Perhaps not, says Eli Lake, who sees Republican foreign policy splintered among neoconservatives, anti-Islam hawks of the Michele Bachmann and Andrew McCarthy variety, and right-wingers who prioritize budget cuts, including to Defense, over expansive projects overseas. His article almost makes the neocons sound moderate compared to the anti-Islam hawks, but it’s worth remembering that Bachmann and McCarthy have been opposed to the Libyan intervention, while the neocons have been warm to it. Lake also minimizes the realist and noninterventionist camps in the GOP: they’re small, to be sure, but that they exist at all is remarkable. Lake writes,
Except for Ron Paul, Jon Huntsman, and Gary Johnson (an ardent libertarian, including on social issues), no candidate has called for cuts in defense spending.
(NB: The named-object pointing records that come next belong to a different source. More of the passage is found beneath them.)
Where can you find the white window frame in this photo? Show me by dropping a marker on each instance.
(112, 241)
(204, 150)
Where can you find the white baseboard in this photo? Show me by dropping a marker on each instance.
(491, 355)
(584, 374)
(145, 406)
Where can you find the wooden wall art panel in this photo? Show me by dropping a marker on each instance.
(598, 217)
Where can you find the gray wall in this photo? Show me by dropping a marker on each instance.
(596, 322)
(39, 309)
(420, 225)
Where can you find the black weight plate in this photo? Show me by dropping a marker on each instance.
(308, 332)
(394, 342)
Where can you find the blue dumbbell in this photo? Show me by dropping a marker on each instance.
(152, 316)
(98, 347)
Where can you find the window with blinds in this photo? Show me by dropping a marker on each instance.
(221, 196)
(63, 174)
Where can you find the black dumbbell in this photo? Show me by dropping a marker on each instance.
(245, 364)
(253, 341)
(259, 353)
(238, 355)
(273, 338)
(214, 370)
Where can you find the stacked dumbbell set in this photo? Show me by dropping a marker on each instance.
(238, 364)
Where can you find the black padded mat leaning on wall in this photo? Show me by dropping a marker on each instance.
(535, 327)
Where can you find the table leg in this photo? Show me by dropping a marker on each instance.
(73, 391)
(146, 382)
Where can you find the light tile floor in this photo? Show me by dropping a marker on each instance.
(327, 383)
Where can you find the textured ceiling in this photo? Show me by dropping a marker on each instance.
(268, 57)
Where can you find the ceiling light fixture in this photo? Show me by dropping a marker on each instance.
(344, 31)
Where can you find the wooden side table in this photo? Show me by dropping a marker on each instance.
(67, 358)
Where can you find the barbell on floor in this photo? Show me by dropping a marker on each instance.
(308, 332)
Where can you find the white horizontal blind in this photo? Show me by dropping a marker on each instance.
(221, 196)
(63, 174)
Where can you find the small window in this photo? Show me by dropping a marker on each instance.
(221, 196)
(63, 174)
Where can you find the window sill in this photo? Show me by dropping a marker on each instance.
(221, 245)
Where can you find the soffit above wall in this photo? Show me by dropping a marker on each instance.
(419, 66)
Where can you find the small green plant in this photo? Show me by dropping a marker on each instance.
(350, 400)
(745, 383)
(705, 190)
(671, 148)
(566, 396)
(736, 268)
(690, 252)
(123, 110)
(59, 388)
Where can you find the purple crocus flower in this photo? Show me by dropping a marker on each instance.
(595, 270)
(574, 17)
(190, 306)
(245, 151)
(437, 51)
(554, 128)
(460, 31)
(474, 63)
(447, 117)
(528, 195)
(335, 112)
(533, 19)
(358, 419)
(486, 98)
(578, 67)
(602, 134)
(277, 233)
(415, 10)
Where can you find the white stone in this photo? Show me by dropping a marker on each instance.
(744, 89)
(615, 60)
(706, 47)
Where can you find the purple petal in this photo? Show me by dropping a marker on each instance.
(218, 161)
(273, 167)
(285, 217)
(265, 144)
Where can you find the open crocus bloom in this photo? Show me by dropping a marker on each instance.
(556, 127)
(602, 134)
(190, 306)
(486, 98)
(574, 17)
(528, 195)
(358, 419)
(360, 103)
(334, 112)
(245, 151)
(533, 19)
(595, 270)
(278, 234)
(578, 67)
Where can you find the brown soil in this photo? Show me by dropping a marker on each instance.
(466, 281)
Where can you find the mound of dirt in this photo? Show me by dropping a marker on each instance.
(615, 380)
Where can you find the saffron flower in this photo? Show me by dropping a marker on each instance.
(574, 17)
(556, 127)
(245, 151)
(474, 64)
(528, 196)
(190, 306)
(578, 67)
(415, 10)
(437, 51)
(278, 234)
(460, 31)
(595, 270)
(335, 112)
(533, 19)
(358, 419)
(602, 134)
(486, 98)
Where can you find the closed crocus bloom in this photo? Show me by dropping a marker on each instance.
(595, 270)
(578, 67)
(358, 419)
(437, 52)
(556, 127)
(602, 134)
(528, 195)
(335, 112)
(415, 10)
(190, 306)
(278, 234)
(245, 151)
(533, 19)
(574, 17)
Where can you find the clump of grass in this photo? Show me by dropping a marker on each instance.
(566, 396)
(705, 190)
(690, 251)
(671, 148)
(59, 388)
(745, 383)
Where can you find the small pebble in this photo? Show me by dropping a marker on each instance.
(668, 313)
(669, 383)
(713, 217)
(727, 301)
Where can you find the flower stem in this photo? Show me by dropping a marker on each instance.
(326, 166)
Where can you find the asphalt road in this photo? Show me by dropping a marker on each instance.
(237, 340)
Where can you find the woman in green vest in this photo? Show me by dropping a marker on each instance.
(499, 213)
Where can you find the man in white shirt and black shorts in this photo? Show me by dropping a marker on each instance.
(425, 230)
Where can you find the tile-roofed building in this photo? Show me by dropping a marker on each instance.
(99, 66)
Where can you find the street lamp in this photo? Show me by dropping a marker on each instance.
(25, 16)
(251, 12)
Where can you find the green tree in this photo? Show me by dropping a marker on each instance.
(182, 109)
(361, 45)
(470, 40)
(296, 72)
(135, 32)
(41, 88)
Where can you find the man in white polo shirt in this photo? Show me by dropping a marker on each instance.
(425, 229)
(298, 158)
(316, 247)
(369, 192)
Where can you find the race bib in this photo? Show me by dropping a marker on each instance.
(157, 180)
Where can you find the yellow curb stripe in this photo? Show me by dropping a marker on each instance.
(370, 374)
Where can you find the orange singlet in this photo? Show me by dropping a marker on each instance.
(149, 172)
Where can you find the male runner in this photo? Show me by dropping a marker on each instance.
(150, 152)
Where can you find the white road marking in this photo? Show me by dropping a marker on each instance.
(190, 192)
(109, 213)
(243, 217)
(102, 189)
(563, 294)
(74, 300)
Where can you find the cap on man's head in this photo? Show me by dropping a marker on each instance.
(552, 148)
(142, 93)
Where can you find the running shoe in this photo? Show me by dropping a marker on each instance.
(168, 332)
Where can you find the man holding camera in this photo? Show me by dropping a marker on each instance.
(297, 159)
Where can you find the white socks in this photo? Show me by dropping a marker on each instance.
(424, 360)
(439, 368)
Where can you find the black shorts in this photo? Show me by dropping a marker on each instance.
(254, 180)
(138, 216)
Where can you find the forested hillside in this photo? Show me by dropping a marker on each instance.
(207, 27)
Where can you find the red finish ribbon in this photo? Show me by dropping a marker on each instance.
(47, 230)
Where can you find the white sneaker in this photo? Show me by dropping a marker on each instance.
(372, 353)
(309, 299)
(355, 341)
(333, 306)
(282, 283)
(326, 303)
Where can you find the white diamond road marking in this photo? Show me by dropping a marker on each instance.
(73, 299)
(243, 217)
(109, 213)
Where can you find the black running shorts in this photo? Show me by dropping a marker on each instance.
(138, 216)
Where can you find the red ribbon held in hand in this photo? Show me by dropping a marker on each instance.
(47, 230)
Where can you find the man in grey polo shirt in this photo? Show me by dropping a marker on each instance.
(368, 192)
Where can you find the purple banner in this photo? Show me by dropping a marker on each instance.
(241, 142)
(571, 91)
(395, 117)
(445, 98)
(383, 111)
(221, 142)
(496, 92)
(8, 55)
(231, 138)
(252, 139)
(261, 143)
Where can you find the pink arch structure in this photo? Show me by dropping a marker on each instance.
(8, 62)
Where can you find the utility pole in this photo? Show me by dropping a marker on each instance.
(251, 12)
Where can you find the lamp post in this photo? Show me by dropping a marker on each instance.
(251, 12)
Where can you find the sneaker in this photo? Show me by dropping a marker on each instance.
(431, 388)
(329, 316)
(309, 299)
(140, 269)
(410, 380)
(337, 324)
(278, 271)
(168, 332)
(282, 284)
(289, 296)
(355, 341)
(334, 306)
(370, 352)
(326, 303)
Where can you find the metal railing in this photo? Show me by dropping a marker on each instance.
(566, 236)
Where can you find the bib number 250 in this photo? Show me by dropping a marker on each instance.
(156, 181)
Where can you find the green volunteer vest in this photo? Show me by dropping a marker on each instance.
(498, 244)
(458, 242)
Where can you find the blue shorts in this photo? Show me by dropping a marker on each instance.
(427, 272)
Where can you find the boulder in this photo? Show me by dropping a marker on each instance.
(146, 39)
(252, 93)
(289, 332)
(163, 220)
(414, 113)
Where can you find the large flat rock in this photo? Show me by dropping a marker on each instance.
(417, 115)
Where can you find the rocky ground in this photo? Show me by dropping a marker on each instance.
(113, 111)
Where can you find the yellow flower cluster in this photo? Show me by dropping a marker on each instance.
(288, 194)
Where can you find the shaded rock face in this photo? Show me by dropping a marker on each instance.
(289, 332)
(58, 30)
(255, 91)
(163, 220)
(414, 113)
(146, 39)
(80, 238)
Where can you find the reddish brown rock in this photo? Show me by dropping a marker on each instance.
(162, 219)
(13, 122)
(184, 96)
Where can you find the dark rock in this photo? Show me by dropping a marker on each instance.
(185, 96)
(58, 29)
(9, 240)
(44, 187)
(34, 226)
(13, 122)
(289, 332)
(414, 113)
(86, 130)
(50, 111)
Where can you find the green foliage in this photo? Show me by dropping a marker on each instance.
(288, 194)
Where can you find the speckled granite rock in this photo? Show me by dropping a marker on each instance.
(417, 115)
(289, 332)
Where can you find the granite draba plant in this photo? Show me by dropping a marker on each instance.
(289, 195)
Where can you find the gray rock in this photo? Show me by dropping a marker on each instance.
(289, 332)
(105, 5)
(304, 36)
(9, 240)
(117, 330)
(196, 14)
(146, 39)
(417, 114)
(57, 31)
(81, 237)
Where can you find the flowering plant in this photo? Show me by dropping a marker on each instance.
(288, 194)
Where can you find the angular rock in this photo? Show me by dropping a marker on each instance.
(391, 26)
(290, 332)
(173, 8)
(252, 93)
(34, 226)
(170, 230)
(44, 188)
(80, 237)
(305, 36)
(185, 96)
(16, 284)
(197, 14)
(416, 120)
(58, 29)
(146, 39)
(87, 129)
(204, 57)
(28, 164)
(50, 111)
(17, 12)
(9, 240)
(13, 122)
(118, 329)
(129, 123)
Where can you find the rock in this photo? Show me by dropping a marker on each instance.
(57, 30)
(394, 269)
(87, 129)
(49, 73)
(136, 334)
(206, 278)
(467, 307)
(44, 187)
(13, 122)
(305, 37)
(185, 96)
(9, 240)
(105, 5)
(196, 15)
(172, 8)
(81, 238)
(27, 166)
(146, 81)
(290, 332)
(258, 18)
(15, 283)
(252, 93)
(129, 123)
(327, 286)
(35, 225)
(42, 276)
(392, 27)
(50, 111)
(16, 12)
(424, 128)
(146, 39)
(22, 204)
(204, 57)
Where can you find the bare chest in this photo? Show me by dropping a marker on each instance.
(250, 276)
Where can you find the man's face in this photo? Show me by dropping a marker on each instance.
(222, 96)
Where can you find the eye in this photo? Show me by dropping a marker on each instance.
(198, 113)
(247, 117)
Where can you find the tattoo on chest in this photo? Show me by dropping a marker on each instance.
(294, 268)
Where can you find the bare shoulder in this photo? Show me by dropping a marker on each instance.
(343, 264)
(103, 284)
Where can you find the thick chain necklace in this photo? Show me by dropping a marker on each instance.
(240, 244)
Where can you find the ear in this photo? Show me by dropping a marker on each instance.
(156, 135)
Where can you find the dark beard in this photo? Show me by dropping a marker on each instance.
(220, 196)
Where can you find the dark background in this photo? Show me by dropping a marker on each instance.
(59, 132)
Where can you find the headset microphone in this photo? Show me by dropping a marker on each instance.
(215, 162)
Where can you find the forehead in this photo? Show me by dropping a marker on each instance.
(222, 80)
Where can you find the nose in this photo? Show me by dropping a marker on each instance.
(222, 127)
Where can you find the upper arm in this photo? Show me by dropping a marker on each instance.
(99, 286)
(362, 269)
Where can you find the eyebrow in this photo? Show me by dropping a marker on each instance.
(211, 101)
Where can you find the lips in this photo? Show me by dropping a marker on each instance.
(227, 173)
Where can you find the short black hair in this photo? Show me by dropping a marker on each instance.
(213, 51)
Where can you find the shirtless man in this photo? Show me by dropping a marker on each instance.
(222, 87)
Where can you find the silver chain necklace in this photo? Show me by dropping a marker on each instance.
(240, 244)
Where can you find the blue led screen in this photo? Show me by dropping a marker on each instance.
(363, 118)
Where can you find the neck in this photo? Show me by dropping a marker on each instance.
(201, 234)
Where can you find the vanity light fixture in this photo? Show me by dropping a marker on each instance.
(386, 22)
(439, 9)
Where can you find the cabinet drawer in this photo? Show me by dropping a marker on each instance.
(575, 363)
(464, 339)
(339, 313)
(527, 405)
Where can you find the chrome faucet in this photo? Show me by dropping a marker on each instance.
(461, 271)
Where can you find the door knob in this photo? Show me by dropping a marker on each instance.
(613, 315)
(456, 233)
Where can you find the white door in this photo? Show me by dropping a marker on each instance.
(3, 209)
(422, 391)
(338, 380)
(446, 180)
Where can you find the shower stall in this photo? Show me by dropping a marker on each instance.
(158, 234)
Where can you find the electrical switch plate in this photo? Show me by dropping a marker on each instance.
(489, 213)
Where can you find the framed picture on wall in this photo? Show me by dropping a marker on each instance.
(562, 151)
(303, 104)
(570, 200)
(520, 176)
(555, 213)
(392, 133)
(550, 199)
Even Bachmann, the candidate most closely aligned with the Tea Party, has warned against cutting the defense budget. But, while there is no mainstream candidate who is calling for austerity on defense, it would be impossible to argue that the penny-pinching mood among Republicans hasn’t influenced the general tenor of GOP foreign policy discussions—and made the candidates less inclined to sound the kinds of grandiose and expensive notes about foreign policy that were considered par for the course in 2008.
An encouraging development — but then, not only do Republicans typically sound less interventionist when their party doesn’t hold the White House, but those budget-cutting principles also tend to manifest only during Democratic administrations. At least, that’s the conclusion one might draw from the last 20-odd years of political history. Perhaps the economic crisis has forged a stronger, more consistent government-cutter; and perhaps the political price exacted by the Iraq and Afghan occupations has chastised all but the most ideologically driven Republican pols. For my part, I’m hoping the realists and noninterventionists continue to gain ground. The rest are unreliable.